À neuf heures et quart, n’y tenant plus, Stanislas composa le numéro d’Arwen. Ce matin, il passa outre le bavardage pour aller droit au but : " Je déménage; j’ai besoin d’une voiture. " Stupéfaction à l’autre bout du fil. " Je retourne au village. " La surprise d’Arwen se transforma en déception. " J’ai trouvé une place. J’vais être bien, là-bas. "

Gagnée par l’enthousiasme de son grand-père qui après tout, reconnut-elle, restait maître de sa vie, Arwen lui fit remarquer en rigolant qu’il n’avait que des vêtements, quelques livres, son peigne et son rasoir à déménager : " On peut faire ça en bus, grand-père. "

*

" Le presbytère est à deux rues de là. " indiqua Stanislas en pointant l’autre extrémité du pont devant lequel l’autobus les avait débarqués. Arwen était excitée à l’idée de pénétrer dans un de ces immenses presbytères qu’elle baptisa pompeusement, du haut de sa première année de bac en histoire, " royaumes de la magistrature cléricale d’une époque révolue transformés en refuge pour les ouailles vieillissantes " avant de se lancer à l’assaut du pont. Stanislas la regarda s’éloigner dans le tourbillon de ses foulards joyeusement colorés en songeant à sa Louise qui avait toujours rêvé de fleurs tropicales. Arwen était née trop tard. Ou était-ce sa femme qui était partie trop tôt ? " Les deux. " conclut Stanislas en soulevant sa petite valise.

Une dame dans la quarantaine les introduisit dans la chambre qu’avait choisie Stanislas lors de sa dernière visite au village. Pendant qu’Arwen défaisait la valise de son grand-père, les quelques autres résidents, de vieilles connaissances avec qui il faudrait renouer, s’imagina Stanislas avec bonheur, vinrent chacun leur tour lui souhaiter la bienvenue avant de s’éclipser poliment malgré l’excitation qui perçait dans leur voix. On se reverrait à table sans faute ?
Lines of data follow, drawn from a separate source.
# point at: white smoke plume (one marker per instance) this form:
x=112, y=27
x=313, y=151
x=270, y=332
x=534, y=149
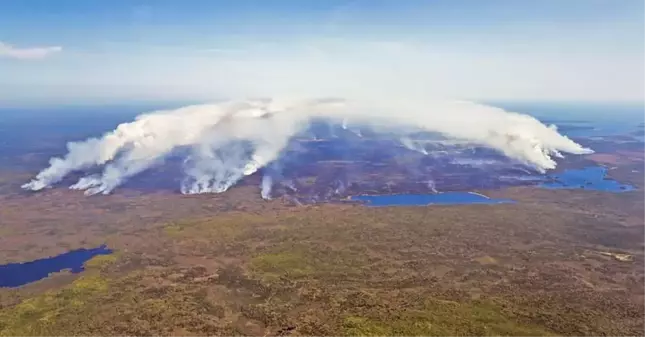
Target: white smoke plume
x=230, y=140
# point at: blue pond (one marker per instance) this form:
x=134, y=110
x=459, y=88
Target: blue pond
x=18, y=274
x=589, y=178
x=447, y=198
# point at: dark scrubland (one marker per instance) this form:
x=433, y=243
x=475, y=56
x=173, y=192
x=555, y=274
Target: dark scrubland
x=557, y=263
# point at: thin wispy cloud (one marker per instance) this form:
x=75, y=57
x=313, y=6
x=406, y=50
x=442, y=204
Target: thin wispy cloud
x=27, y=53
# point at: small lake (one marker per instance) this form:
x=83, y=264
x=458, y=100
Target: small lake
x=589, y=178
x=447, y=198
x=18, y=274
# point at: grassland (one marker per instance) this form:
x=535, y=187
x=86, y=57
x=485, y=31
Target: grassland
x=557, y=263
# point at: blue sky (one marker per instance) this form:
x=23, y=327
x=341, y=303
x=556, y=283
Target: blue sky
x=123, y=50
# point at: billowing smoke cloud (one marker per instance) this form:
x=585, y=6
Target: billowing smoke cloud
x=230, y=140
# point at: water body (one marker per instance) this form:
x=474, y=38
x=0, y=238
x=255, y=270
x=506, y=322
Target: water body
x=447, y=198
x=590, y=178
x=18, y=274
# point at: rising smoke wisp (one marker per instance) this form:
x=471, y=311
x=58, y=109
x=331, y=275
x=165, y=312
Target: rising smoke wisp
x=230, y=140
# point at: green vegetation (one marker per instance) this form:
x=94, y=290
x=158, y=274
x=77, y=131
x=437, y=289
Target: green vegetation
x=48, y=313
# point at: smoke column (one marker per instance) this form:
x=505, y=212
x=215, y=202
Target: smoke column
x=230, y=140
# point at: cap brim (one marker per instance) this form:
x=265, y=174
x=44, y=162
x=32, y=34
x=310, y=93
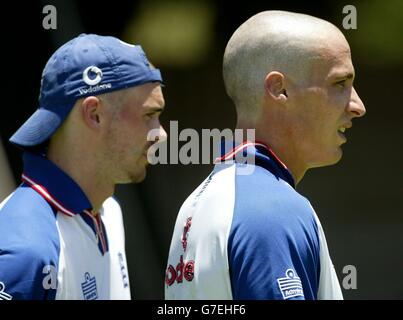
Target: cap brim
x=37, y=129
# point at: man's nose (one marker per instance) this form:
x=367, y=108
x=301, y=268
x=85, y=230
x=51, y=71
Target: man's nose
x=355, y=105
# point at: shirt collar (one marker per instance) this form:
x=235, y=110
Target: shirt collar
x=53, y=184
x=264, y=157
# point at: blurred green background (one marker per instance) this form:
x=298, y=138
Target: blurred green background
x=359, y=201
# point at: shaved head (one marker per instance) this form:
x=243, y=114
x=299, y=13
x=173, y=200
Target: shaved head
x=272, y=41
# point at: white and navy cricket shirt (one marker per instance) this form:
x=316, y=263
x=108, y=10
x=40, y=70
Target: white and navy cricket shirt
x=51, y=247
x=246, y=233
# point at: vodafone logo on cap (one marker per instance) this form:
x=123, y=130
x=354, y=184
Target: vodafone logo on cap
x=90, y=80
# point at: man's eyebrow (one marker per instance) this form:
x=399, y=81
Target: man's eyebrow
x=156, y=109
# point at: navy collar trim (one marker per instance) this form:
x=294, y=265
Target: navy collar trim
x=61, y=191
x=264, y=157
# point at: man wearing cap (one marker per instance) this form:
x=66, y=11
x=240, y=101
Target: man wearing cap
x=61, y=230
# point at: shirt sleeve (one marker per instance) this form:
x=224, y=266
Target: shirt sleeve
x=29, y=248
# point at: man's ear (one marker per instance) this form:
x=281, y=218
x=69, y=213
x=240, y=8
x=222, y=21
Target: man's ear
x=274, y=85
x=90, y=110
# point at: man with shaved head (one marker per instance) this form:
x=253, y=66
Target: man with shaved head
x=254, y=236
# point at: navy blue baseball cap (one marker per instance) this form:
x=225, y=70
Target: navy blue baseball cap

Ce soir-là, installé dans la chaise berçante comprise dans l’ameublement de la chambre, Stanislas resta longtemps à contempler un point dans le noir, se laissant aller à de petits accès de rire en réalisant combien la vie terrestre pouvait être ironique, et s’applaudissant d’avoir eu l’idée du projet qu’il s’apprêtait à mettre en oeuvre. Pourquoi ne jamais y avoir pensé ? Il était un homme nanti après tout.

*

Un soir de juillet, les camarades attristés du presbytère ainsi qu’Arwen se retrouvèrent à la même table dégustant en silence les carottes, les haricots jaunes, les radis et la laitue qu’on avait dû arracher en hâte du petit lot du cimetière, afin de pouvoir y enfouir le cercueil de son propriétaire pour l’éternité, Stanislas Santerre.